Background on the UDRP
The Uniform Domain Name Dispute
Resolution Policy (UDRP), which was proposed by WIPO in 1999 and has become
accepted as an international standard for resolving domain name disputes
outside the courts, is designed specifically to discourage and resolve the
abusive registration of trademarks as domain names, commonly known as
cybersquatting. Under the UDRP, a complainant must demonstrate that the
disputed domain name is identical or confusingly similar to its trademark, that
the respondent does not have a right or legitimate interest in the domain name
and that the respondent registered and uses the domain name in bad faith.
Disputes are decided by
independent panelists drawn from the WIPO Center’s global list of trademark
specialists. The domain name registration in question is frozen (suspended)

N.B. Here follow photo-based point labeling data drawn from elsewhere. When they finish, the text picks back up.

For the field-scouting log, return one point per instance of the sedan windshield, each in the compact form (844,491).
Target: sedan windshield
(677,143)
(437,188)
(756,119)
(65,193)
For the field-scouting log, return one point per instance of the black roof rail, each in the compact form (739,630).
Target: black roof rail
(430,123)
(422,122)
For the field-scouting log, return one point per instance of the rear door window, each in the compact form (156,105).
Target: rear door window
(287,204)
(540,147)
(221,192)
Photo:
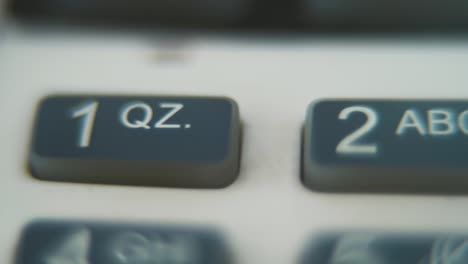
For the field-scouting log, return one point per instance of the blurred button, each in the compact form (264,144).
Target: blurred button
(154,141)
(390,248)
(185,12)
(389,146)
(53,242)
(386,14)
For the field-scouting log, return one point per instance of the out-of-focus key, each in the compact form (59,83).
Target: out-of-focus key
(53,242)
(381,15)
(388,146)
(153,141)
(181,12)
(386,248)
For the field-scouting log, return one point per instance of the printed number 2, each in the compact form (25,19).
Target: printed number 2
(88,112)
(349,145)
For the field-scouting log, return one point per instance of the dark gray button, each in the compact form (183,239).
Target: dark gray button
(189,13)
(53,242)
(391,146)
(387,248)
(155,141)
(378,15)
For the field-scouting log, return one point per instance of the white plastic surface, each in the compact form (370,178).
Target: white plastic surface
(266,215)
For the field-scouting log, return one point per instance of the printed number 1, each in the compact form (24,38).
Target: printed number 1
(88,112)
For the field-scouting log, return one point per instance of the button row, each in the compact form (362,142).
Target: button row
(53,242)
(315,15)
(194,142)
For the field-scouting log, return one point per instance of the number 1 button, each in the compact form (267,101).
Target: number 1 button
(191,142)
(386,146)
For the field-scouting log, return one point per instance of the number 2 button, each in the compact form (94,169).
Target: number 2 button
(386,146)
(191,142)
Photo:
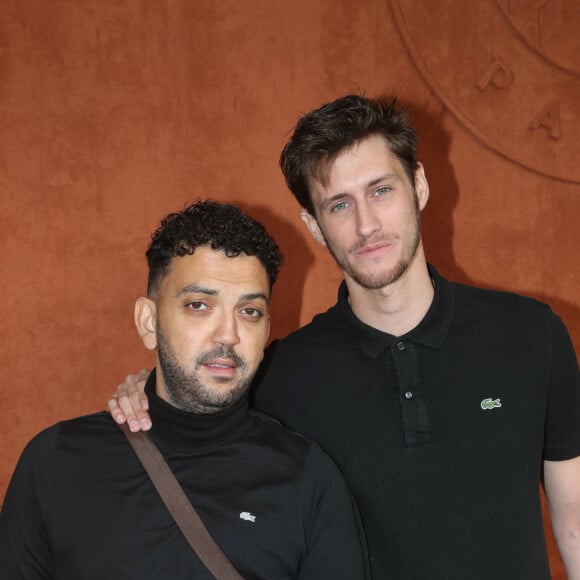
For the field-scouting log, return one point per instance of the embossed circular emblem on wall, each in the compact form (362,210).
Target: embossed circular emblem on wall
(509,70)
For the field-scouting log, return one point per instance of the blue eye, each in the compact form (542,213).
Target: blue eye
(196,305)
(252,312)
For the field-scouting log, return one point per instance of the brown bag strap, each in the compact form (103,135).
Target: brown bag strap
(180,507)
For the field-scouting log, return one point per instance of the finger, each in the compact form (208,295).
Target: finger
(115,410)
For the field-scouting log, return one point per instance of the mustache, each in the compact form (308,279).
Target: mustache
(221,352)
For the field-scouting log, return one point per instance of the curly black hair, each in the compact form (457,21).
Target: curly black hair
(321,135)
(216,225)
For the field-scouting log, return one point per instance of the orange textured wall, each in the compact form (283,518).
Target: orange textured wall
(114,113)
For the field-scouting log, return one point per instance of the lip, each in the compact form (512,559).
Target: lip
(221,366)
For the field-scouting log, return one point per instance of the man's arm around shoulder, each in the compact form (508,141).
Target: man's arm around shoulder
(562,486)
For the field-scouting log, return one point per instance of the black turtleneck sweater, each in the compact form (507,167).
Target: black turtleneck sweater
(80,506)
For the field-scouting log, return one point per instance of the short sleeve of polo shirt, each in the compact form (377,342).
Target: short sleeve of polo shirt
(562,435)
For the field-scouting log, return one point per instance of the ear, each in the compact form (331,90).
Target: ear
(266,337)
(421,187)
(146,321)
(312,226)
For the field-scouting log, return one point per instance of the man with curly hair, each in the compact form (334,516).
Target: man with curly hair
(80,504)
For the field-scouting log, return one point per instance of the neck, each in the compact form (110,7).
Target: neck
(398,307)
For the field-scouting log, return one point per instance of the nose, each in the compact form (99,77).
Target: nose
(226,330)
(367,222)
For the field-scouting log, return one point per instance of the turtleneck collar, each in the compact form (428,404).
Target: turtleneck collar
(175,430)
(430,332)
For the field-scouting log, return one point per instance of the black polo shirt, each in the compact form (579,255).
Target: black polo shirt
(81,507)
(440,432)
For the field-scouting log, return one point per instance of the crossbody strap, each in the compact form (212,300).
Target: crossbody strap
(180,507)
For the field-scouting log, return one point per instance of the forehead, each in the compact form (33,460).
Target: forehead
(213,269)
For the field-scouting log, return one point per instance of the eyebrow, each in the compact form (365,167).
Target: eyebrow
(195,289)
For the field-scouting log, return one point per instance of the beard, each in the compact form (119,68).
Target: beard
(381,278)
(186,390)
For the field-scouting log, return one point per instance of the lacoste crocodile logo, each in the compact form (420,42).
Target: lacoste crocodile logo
(490,403)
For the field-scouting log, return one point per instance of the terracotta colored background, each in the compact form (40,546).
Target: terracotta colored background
(113,113)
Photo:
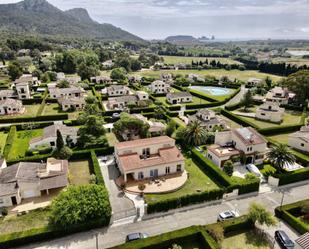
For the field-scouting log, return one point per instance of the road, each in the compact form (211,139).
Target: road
(115,235)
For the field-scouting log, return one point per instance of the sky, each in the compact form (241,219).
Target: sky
(225,19)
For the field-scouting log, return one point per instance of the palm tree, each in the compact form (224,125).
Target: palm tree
(195,134)
(279,156)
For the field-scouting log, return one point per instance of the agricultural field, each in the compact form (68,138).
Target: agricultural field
(21,143)
(218,73)
(188,60)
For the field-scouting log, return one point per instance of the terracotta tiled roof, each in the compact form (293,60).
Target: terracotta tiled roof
(144,142)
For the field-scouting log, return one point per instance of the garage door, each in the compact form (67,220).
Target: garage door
(29,194)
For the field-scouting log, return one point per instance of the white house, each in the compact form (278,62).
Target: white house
(300,139)
(178,98)
(23,90)
(279,95)
(26,180)
(270,111)
(49,136)
(208,119)
(148,158)
(117,90)
(11,107)
(159,86)
(236,141)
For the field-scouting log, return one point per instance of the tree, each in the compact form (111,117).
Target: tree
(15,70)
(280,155)
(194,134)
(63,84)
(128,124)
(80,204)
(170,128)
(118,74)
(299,84)
(247,100)
(258,214)
(228,168)
(59,141)
(91,134)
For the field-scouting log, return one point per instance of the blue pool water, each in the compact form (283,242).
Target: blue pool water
(212,90)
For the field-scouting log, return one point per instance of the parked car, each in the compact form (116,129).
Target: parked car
(136,236)
(253,169)
(226,215)
(283,239)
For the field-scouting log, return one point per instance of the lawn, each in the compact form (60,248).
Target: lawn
(21,143)
(111,138)
(188,60)
(218,73)
(198,181)
(247,240)
(51,109)
(289,118)
(3,137)
(34,219)
(79,173)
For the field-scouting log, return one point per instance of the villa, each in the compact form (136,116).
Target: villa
(27,179)
(148,158)
(300,139)
(158,86)
(279,95)
(208,119)
(270,111)
(178,98)
(254,82)
(236,141)
(49,136)
(73,103)
(117,90)
(11,107)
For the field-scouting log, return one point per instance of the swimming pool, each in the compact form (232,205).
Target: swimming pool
(213,90)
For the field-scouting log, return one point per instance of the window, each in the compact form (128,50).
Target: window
(140,175)
(167,170)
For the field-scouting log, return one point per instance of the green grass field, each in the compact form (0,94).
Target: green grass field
(34,219)
(79,173)
(218,73)
(188,60)
(21,143)
(246,240)
(289,118)
(3,137)
(197,181)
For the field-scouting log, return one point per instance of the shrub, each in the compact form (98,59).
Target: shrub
(80,204)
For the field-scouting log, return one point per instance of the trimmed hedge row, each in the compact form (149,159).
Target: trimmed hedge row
(9,141)
(165,205)
(287,213)
(294,176)
(41,234)
(35,119)
(166,240)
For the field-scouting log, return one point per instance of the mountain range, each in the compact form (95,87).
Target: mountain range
(39,17)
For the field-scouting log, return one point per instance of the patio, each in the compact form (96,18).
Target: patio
(163,184)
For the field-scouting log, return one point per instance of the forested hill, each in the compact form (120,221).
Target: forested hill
(40,17)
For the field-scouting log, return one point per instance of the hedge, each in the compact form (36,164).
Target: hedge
(165,205)
(287,213)
(35,119)
(294,176)
(46,233)
(9,141)
(166,240)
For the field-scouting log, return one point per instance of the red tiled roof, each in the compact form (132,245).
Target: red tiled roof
(166,155)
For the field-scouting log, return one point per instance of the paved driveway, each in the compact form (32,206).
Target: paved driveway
(121,206)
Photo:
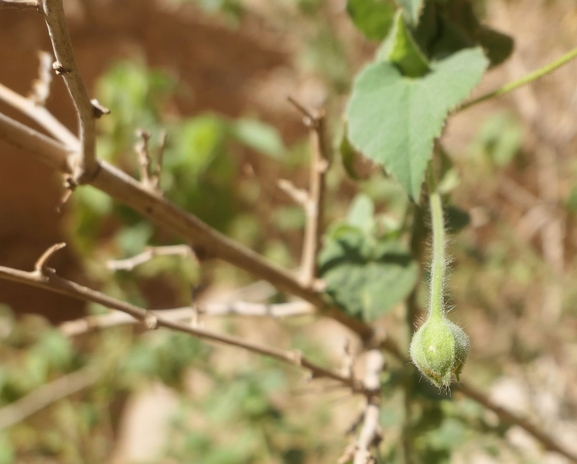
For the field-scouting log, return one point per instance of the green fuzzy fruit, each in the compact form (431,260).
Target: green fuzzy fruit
(439,349)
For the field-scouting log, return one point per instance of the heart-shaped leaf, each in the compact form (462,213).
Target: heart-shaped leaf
(394,119)
(366,277)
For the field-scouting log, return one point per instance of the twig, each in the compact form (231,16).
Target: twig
(210,242)
(314,207)
(370,434)
(40,115)
(503,414)
(40,267)
(299,196)
(150,252)
(511,418)
(547,155)
(46,395)
(128,191)
(19,4)
(153,320)
(241,308)
(41,86)
(85,164)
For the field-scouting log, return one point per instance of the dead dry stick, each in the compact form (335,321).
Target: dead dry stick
(41,86)
(45,396)
(127,190)
(52,282)
(313,202)
(85,164)
(212,243)
(370,434)
(19,4)
(40,115)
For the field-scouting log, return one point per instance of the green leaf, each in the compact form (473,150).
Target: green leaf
(394,120)
(372,17)
(361,213)
(404,52)
(412,9)
(348,155)
(259,136)
(366,277)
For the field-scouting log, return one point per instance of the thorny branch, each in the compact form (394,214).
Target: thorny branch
(85,165)
(46,395)
(150,169)
(208,241)
(52,282)
(19,4)
(118,185)
(128,191)
(129,264)
(370,434)
(313,201)
(241,308)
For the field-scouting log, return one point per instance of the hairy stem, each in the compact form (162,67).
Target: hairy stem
(438,262)
(532,76)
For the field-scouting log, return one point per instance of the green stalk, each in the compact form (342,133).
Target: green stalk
(438,262)
(548,68)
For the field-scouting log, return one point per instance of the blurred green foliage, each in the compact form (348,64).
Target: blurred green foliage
(255,411)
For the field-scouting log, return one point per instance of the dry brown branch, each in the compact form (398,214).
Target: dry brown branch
(41,86)
(46,395)
(299,196)
(40,115)
(511,418)
(150,169)
(320,162)
(503,414)
(211,243)
(129,264)
(52,282)
(19,4)
(125,189)
(40,267)
(241,308)
(85,164)
(370,434)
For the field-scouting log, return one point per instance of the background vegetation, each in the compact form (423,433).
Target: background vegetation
(215,76)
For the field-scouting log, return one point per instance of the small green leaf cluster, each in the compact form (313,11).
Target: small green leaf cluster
(367,273)
(433,54)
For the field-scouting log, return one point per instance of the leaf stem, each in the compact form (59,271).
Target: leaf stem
(548,68)
(438,261)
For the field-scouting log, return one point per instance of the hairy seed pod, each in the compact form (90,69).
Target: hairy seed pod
(439,349)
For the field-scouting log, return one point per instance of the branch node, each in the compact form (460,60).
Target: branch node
(40,267)
(41,86)
(151,321)
(98,108)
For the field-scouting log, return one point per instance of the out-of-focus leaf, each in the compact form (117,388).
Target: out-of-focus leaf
(361,213)
(403,51)
(372,17)
(259,136)
(412,9)
(365,277)
(348,155)
(394,120)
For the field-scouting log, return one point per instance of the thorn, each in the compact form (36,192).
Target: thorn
(59,68)
(40,266)
(98,109)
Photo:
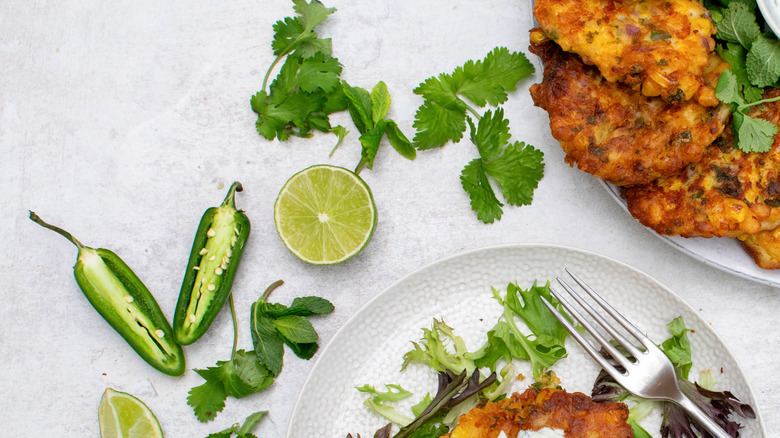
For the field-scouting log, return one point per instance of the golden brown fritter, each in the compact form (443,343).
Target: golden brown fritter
(764,247)
(616,133)
(660,47)
(574,413)
(728,193)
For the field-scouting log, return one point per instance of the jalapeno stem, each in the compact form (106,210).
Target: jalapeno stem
(270,289)
(235,327)
(35,218)
(230,198)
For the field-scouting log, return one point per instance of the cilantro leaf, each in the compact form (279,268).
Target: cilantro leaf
(209,398)
(295,33)
(738,25)
(441,118)
(380,102)
(437,125)
(518,171)
(489,80)
(763,62)
(237,378)
(483,200)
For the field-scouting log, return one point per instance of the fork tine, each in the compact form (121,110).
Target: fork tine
(616,335)
(625,323)
(589,348)
(598,337)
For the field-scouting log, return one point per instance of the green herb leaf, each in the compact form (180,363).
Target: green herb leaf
(380,102)
(678,347)
(738,25)
(763,62)
(298,32)
(296,329)
(239,377)
(474,180)
(274,325)
(269,346)
(754,134)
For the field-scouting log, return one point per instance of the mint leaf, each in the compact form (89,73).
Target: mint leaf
(269,346)
(399,141)
(763,62)
(754,134)
(738,25)
(296,329)
(274,325)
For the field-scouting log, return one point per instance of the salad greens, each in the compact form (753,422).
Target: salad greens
(754,59)
(460,378)
(676,422)
(516,167)
(543,345)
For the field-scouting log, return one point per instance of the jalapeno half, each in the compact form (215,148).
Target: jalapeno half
(214,258)
(125,303)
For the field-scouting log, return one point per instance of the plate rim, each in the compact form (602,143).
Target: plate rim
(518,245)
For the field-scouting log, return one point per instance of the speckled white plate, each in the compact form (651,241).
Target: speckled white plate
(368,349)
(770,10)
(722,253)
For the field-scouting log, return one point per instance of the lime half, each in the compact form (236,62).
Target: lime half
(123,416)
(325,214)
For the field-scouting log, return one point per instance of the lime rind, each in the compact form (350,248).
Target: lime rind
(121,415)
(325,214)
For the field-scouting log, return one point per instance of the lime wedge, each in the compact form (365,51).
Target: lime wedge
(123,416)
(325,214)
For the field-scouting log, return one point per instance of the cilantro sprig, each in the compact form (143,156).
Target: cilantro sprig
(754,59)
(447,110)
(249,372)
(309,88)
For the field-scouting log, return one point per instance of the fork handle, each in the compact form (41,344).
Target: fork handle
(700,417)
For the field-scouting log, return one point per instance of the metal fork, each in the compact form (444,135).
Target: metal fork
(649,375)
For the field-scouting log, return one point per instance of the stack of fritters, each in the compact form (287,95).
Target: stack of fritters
(574,413)
(630,98)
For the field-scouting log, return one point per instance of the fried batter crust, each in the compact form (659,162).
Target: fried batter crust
(729,193)
(575,413)
(658,46)
(764,247)
(616,133)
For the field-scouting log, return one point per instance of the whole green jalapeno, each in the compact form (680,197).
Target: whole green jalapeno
(216,252)
(125,303)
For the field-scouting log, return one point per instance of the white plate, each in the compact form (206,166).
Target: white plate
(723,253)
(368,349)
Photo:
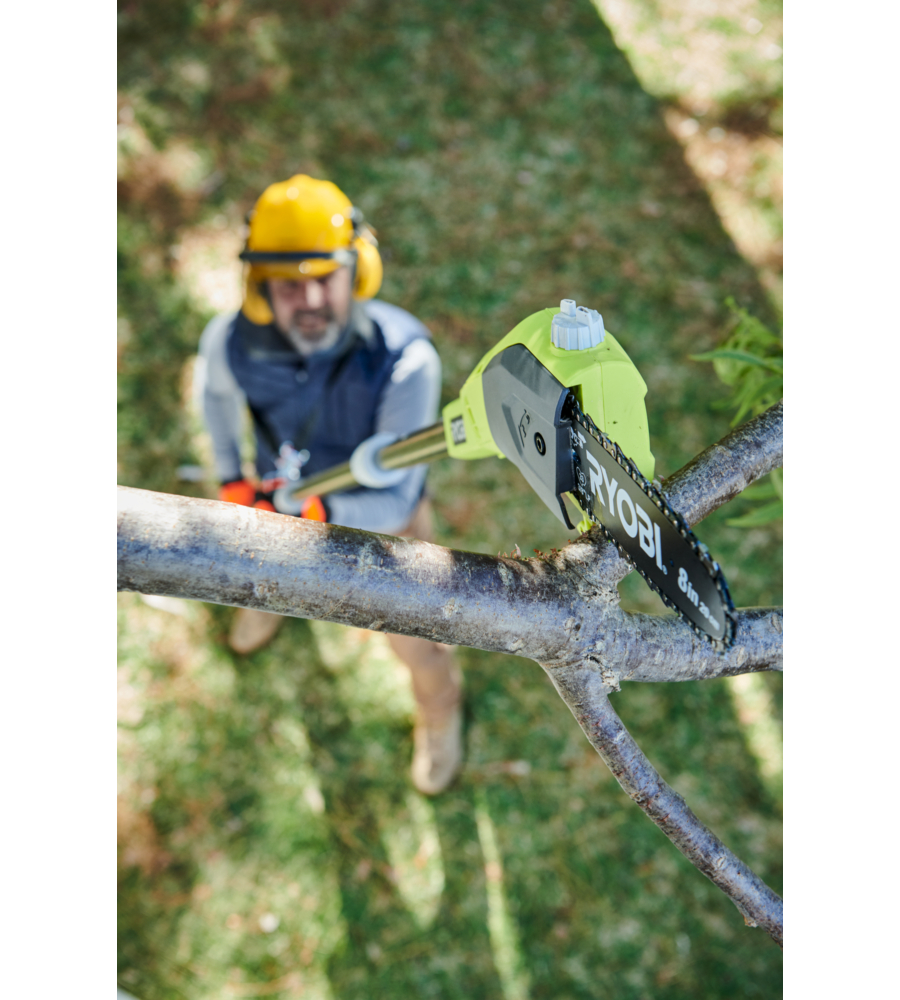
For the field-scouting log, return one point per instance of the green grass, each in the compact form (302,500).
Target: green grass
(507,155)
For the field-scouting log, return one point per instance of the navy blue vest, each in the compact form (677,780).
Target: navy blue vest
(326,402)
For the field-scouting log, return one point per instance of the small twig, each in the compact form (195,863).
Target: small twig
(582,689)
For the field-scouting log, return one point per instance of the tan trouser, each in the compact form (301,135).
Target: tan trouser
(436,677)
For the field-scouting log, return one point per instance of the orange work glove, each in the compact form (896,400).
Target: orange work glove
(238,491)
(313,509)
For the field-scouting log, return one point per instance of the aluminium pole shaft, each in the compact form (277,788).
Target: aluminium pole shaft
(423,446)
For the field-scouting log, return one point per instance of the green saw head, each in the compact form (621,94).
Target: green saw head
(511,404)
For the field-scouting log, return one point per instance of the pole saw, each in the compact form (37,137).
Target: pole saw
(560,398)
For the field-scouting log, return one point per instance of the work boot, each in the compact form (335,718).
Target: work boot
(437,755)
(252,629)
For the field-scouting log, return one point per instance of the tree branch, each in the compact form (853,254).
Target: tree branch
(210,551)
(707,482)
(582,689)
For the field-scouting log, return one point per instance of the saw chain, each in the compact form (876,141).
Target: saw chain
(660,545)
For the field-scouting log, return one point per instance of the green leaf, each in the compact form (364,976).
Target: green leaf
(773,364)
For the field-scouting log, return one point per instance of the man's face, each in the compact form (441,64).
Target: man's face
(311,313)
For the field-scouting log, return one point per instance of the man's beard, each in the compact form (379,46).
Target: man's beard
(314,338)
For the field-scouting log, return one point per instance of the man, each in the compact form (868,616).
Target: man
(323,366)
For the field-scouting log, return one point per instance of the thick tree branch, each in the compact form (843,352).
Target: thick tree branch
(210,551)
(726,469)
(583,691)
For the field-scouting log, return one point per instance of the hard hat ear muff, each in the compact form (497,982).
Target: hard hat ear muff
(256,306)
(369,270)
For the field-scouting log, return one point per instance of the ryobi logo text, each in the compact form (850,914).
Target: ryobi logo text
(634,519)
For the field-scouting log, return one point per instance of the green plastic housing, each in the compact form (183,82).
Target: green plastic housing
(604,379)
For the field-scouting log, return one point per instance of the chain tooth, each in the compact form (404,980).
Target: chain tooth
(659,498)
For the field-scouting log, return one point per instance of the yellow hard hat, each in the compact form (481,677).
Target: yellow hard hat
(306,228)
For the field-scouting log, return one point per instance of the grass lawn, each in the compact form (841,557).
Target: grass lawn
(509,155)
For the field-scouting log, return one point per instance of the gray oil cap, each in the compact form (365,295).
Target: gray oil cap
(575,328)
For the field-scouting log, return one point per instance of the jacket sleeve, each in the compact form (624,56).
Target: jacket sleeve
(409,403)
(220,398)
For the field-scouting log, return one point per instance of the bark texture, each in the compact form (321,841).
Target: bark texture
(587,700)
(560,610)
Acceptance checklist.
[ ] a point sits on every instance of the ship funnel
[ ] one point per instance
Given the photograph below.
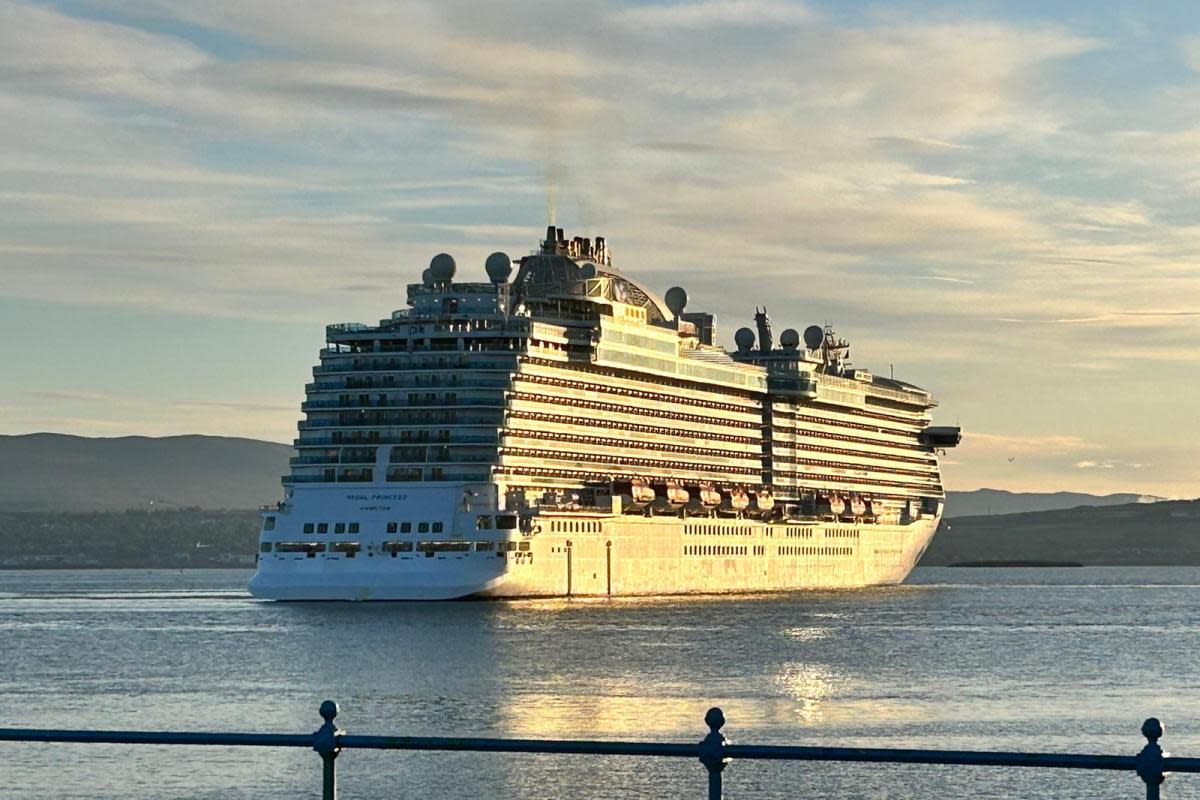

during the proceedings. After reviewing a case, panelists submit their decision
within a period of 14 days. If a panelist’s decision to transfer a domain name
is not challenged in a competent court within a period of ten business days,
the registrar is legally bound to implement the panelist’s decision. The entire
case normally takes no more than about two months.
The WIPO Center is the leading
global provider of domain name dispute resolution services and provides a range
of resources for users and the general public. An illustration of these
resources is the freely available WIPO jurisprudential Overview, which provides
a distillation of panel findings in the thousands of domain name cases filed
with WIPO. Parties, counsel and others around the world use this unique WIPO
tool to find their bearings in the growing cybersquatting jurisprudence.